SAN FRANCISCO - Activist investor Carl Icahn escalated his attacks on Yahoo Inc.'s beleaguered board yesterday in an acerbic letter demanding the directors scrap an employee severance plan that drove up the potential costs of a Microsoft Corp. takeover.
If Yahoo's board clings to the severance plan, Icahn indicated he will follow through on his 3-week-old threat to ask shareholders to fire the board at the Sunnyvale, Calif., company's Aug. 1 annual meeting.
That move would also target Yahoo chief executive Jerry Yang, who cofounded the Internet pioneer 14 years ago and pushed for the adoption of the severance program, which could trigger more than $2 billion in costs if Microsoft pulled off a successful takeover.

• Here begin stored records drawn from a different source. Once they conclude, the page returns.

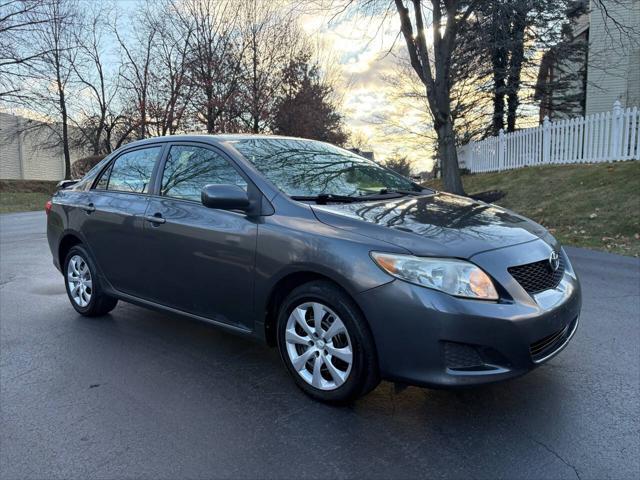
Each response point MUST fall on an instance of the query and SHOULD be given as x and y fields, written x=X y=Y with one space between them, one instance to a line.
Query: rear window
x=130 y=172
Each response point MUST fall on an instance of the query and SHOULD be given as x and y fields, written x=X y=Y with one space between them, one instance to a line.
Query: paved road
x=139 y=394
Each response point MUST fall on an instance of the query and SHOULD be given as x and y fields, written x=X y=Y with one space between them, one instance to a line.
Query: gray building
x=30 y=150
x=608 y=69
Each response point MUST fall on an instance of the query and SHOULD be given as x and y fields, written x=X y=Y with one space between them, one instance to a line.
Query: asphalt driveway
x=139 y=394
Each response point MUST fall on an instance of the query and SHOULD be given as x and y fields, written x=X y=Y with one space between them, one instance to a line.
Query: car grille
x=547 y=345
x=461 y=356
x=538 y=276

Microsoft chief executive Steve Ballmer withdrew an oral offer to buy Yahoo for $47.5 billion, or $33 per share, a month ago after Yang asked for $37 per share - a price that the company's stock hasn't reached since early 2006.
"One doesn't have to be a rocket scientist to realize there is a simple method" for luring another offer from Microsoft, Icahn wrote in a letter addressed to Yahoo chairman Roy Bostock. "Simply rescind the . . . 'severance plan,' which would free up approximately $2.4 billion and possibly even more, which could be added to the bid."

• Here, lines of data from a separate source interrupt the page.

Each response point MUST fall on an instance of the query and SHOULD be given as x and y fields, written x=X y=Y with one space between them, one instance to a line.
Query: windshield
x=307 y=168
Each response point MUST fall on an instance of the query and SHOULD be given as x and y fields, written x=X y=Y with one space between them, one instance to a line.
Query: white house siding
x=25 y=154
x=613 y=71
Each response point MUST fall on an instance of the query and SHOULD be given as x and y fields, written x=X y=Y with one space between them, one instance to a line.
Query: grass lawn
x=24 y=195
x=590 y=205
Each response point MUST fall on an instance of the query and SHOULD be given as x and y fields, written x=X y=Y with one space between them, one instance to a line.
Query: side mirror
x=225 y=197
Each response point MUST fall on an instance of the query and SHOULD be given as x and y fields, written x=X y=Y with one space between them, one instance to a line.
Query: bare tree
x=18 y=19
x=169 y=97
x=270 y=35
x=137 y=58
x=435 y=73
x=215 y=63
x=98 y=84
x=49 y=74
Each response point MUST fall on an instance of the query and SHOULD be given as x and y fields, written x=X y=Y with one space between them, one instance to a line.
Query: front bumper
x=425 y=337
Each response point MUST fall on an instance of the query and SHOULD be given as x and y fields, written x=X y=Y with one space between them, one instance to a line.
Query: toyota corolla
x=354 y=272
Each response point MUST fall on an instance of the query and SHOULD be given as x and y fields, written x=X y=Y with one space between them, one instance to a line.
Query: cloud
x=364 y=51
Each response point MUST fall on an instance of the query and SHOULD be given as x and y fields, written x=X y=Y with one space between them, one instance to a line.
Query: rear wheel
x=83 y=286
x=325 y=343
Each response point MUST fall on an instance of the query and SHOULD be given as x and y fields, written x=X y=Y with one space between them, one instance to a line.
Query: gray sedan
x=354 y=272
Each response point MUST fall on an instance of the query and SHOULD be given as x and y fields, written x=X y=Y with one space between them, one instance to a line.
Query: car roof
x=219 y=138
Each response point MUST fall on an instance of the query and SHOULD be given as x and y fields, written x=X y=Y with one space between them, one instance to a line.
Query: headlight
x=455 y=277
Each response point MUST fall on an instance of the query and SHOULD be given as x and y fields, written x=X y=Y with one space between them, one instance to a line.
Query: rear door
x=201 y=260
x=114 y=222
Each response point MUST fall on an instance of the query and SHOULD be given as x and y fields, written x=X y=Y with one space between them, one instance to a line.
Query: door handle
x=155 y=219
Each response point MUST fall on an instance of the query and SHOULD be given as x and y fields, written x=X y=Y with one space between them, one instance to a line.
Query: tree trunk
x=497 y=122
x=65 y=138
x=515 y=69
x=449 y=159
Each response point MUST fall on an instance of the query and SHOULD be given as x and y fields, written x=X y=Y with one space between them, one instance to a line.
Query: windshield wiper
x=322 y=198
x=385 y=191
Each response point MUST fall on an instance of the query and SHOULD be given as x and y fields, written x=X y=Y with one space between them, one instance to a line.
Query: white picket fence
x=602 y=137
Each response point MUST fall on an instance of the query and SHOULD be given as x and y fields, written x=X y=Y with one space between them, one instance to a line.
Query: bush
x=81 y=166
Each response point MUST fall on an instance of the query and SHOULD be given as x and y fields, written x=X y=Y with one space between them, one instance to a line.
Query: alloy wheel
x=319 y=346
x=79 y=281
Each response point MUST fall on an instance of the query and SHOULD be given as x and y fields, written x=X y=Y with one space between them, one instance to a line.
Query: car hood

Yahoo had no immediate comment on Icahn's letter, but the board has repeatedly said it remains open to selling Microsoft at a price that recognizes the company's full value.
Icahn's estimate of the cost of Yahoo's severance plan is based on internal documents that were unsealed Monday as part of a shareholder lawsuit alleging Yang and the company's board improperly resisted a Microsoft courtship that began in August 2006.

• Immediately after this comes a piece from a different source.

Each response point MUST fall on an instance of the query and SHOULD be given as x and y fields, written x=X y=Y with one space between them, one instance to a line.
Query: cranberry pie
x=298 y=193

The records revealed that Yang pushed for generous benefits to all 13,800 of Yahoo's employees if they are laid off or reassigned, despite the misgivings of the company's outside consultants.
Yang wanted protection for all Yahoo employees even though Ballmer had assured him Microsoft would set aside $1.5 billion to retain employees after a takeover, according to handwritten notes of a phone conversation between the two executives.
The plan, adopted 12 days after Microsoft made its initial bid Jan. 31 this year, guaranteed cash and stock payments to any employee who was fired or was reassigned to a new job within two years of a Microsoft takeover.
At Microsoft's initial bid of $31 per share, the severance plan would have imposed an additional $462 million to $2.1 billion. At $35 per share, the additional severance expenses would range from $514 million to $2.4 billion, according to Yahoo's documents.
Many industry analysts think Microsoft needs Yahoo badly enough to pay $35 per share, or about $50 billion. By buying Yahoo, Microsoft would obtain a potent weapon to thwart the growth of Internet search leader Google Inc.
Although it hasn't ruled out the possibility of reviving its takeover bid, Microsoft in recent weeks has been exploring a deal involving Yahoo's search operation. Yahoo president Susan Decker told an advertising conference yesterday the two sides remain in "active" discussions, though she didn't provide details.
Microsoft representatives didn't immediately respond to requests for comment yesterday.